TESPİT, DELİL DEĞERLENDİRMESİ VE GEREKÇE
Marka, bir işletmenin mal ve/veya hizmetlerini bir başka işletmenin mal ve/veya hizmetlerinden ayırt etmeyi sağlaması koşuluyla, kişi adları dahil, özellikle sözcükler, şekiller, harfler, sayılar, malların biçimi veya ambalajları gibi çizimle görüntülenebilen veya benzer biçimde ifade edilebilen, baskı yoluyla yayımlanabilen ve çoğaltılabilen her türlü işarettir.
Markanın hükümsüzlük sebepleri 6769 sayılı SMK’nın 25. Maddesinde gösterilmiştir. Bu madde’ye göre; SMK’nın 5 inci veya 6 ncı maddede sayılan hâllerden birinin mevcut olması hâlinde markanın hükümsüzlüğüne karar verilir.
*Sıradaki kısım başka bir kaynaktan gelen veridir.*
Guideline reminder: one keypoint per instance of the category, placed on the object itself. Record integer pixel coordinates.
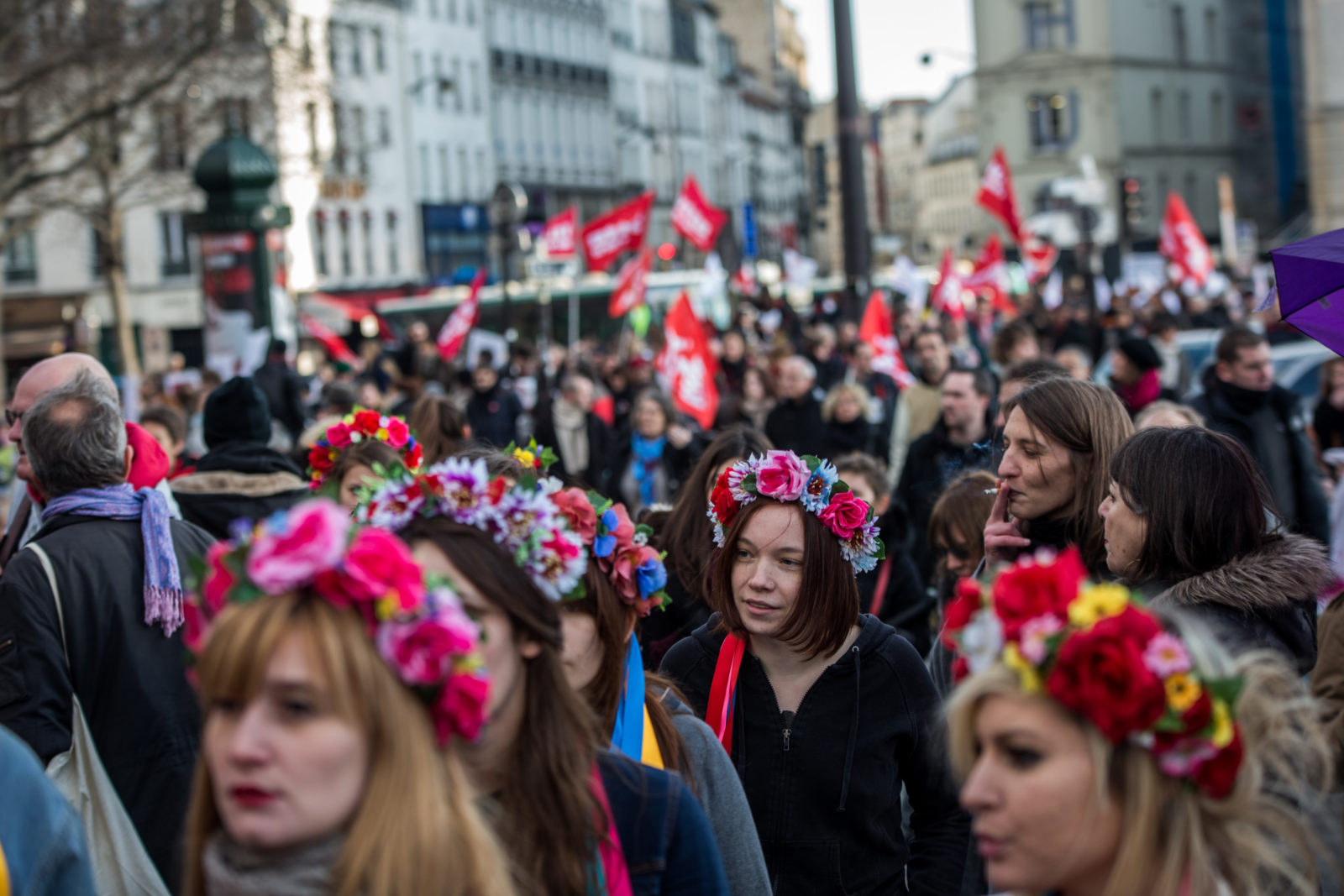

SMK’nın 6. Maddesinde haller;
(1) Tescil başvurusu yapılan bir markanın, tescil edilmiş veya önceki tarihte başvurusu yapılmış marka ile aynılığı ya da benzerliği ve kapsadığı mal veya hizmetlerin aynılığı ya da benzerliği nedeniyle, tescil edilmiş veya önceki tarihte başvurusu yapılmış marka ile halk tarafından ilişkilendirilme ihtimali de dâhil karıştırılma ihtimali varsa itiraz üzerine başvuru reddedilir.
(2) Ticari vekil veya temsilcinin, marka sahibinin izni olmaksızın ve haklı bir sebebe dayanmaksızın markanın aynı veya ayırt edilemeyecek kadar benzerinin kendi adına tescili için yaptığı başvuru, marka sahibinin itirazı üzerine reddedilir.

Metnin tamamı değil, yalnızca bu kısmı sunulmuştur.